From mboxrd@z Thu Jan  1 00:00:00 1970
From: David Greaves <david@dgreaves.com>
Subject: Re: Raid Recovery after Machine Failure
Date: Sun, 13 Mar 2005 09:47:49 +0000
Message-ID: <42340C45.7060905@dgreaves.com>
References: <94a5aa6f5e94171df4c070e741014f02@stanford.edu>
Mime-Version: 1.0
Content-Type: text/plain; charset=ISO-8859-1; format=flowed
Content-Transfer-Encoding: 7bit
In-Reply-To: <94a5aa6f5e94171df4c070e741014f02@stanford.edu>
Sender: linux-raid-owner@vger.kernel.org
To: Can Sar <csar@stanford.edu>
Cc: linux-raid@vger.kernel.org
List-Id: linux-raid.ids

I *think* this is correct.
I'm a user, not a coder.
If nothing else it should help you search the archives for clarification :)

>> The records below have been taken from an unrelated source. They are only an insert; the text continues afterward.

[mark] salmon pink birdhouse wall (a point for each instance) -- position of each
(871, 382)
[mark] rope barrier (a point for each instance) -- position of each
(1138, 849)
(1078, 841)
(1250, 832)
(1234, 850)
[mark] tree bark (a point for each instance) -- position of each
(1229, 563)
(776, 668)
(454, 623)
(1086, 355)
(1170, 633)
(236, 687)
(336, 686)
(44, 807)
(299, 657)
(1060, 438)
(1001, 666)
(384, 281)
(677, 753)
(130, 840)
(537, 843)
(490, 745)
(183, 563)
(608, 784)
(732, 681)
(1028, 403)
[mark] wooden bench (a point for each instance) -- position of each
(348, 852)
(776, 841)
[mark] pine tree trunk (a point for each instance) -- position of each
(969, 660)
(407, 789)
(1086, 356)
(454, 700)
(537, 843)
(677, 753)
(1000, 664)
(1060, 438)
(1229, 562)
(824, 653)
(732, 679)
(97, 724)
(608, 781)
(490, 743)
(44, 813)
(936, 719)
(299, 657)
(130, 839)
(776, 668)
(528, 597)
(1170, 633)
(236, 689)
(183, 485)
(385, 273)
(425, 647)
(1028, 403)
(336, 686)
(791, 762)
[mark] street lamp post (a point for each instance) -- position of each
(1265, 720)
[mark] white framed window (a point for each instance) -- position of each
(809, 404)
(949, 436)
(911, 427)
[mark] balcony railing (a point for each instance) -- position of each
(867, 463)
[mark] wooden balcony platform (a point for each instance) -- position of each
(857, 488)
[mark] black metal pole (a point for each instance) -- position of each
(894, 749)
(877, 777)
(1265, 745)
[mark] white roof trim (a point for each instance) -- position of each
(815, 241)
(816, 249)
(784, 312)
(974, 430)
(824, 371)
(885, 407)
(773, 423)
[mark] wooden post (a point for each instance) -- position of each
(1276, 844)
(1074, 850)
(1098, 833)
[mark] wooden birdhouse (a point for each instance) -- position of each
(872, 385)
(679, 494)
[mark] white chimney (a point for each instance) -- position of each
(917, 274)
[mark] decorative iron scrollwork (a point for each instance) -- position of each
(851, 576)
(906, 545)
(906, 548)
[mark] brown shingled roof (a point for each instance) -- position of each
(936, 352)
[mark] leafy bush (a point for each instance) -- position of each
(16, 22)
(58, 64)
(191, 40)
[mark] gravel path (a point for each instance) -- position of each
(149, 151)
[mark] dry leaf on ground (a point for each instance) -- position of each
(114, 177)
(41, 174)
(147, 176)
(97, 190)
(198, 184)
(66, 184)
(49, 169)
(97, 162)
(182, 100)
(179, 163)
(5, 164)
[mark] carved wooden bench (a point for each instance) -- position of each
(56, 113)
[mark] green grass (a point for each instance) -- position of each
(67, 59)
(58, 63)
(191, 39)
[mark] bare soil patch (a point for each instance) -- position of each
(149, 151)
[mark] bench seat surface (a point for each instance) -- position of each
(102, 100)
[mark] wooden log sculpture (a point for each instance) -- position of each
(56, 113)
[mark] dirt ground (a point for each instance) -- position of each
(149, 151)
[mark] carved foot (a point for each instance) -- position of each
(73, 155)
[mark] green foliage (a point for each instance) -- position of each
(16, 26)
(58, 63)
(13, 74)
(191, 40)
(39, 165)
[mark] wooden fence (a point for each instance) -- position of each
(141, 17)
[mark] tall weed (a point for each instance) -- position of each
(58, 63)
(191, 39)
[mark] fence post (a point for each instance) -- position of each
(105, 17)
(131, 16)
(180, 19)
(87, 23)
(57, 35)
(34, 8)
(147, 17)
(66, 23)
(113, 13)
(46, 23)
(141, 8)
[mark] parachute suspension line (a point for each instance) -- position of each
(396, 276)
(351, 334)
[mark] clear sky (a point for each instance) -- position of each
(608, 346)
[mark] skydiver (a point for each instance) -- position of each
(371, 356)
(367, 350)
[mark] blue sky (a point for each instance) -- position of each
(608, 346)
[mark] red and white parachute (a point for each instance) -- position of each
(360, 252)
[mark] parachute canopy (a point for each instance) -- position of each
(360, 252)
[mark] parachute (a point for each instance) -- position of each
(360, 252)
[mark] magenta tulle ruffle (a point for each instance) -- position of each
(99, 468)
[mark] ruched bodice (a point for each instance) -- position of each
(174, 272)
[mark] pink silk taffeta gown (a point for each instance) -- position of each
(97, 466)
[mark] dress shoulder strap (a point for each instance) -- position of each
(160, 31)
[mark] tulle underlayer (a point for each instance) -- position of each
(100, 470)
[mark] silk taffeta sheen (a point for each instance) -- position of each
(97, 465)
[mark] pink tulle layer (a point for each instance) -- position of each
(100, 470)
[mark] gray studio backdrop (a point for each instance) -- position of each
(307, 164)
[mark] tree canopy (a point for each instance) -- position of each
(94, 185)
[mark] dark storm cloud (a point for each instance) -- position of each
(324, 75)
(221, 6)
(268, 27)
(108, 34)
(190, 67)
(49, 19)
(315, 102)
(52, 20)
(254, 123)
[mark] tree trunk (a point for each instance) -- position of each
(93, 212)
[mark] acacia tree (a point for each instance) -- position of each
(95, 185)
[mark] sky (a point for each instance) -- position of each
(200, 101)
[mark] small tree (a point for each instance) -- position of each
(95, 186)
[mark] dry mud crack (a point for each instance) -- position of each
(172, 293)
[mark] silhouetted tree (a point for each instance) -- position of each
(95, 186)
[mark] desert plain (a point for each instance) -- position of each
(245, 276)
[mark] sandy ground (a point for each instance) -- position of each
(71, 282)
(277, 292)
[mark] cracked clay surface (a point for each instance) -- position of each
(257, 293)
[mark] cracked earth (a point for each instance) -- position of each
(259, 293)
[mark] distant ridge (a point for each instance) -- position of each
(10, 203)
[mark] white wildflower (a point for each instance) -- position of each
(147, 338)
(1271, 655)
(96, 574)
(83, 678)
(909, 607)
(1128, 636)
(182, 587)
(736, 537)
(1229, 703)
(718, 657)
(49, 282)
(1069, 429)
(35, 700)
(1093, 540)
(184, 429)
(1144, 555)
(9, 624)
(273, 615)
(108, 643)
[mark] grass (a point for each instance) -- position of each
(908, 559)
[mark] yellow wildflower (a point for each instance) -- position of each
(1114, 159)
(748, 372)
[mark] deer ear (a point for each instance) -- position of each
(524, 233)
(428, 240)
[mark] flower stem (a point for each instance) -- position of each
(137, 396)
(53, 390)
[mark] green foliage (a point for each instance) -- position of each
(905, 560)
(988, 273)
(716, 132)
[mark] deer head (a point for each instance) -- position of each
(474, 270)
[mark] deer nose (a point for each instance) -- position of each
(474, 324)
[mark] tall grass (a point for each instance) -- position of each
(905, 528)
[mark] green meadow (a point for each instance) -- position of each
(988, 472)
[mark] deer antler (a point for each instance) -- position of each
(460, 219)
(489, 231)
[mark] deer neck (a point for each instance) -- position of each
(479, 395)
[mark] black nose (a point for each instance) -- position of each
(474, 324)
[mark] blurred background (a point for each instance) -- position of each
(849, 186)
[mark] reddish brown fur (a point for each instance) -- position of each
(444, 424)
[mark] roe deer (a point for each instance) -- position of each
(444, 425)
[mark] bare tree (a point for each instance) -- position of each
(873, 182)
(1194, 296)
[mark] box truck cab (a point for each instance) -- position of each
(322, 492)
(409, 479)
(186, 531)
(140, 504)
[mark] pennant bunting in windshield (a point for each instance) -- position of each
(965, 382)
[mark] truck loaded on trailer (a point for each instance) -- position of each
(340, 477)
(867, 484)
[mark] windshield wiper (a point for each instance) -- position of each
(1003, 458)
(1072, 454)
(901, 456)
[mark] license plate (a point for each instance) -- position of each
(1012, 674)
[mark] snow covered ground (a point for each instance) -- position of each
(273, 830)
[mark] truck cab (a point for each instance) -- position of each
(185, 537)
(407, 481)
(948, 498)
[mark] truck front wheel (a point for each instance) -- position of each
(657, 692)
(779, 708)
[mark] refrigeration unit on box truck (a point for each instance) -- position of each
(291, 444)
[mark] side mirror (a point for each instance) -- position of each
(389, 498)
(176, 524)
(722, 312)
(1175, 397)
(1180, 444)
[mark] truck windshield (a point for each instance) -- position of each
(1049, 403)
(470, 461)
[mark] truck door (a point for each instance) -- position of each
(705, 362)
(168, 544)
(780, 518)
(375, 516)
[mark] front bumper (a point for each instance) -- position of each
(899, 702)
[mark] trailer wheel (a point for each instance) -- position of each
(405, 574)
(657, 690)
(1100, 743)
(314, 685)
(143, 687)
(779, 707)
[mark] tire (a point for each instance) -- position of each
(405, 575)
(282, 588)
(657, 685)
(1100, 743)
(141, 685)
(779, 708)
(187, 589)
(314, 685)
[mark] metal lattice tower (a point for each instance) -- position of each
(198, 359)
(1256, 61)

In general I think the answer lies around md's superblocks

Can Sar wrote:

> Hi,
>
> I am working with a research group that is currently building a tool 
> to automatically find bugs in file systems, and related questions. We 
> are trying to check whether file systems really guarantee the 
> consistencies they promise, and one aspect we are looking at is 
> running them on top of Raid devices. In order to do this we have to 
> understand a few things about the Linux Raid driver/tools and I 
> haven't been able to figure this out from the documention/source code, 
> so maybe you can help me.
> I asked this same question a few days ago, but I think I didn't really 
> state it clearly, so let me try to rephrase it.
>
> For Raid 4-6 and for say 5 disks say we write a block that is striped 
> across all the disks, and after 4 of the disks write their part of the 
> block to disk the machine crashes without the 5th disk being able to 
> complete the write. Because of this, the checksum for this stripe 
> should be incorrect, right?

If I understand correctly, the superblocks are updated after each device 
sync - in this case superblock on disk 5 is different to 1-4. This means 
that disk 5 is kicked on restart and the array re-syncs using 1-4 to 
verify or write (not sure) disk 5.

> The raid array is a Linux soft raid array set up using mdadm, and none 
> of the disks actually crashed or wrote had any errors during this 
> operation (the machine crashed for some other reason) We then reboot 
> the machine and recreate the array,

this should be 'automatic'
It's not so much 'recreate' (special recovery related meaning in md 
terminology) as 'start the md device'

> then remount it and then try to read the sector that was previously 
> written (that has an incorrect checksum). At what point will the raid 
> driver discover that something is wrong?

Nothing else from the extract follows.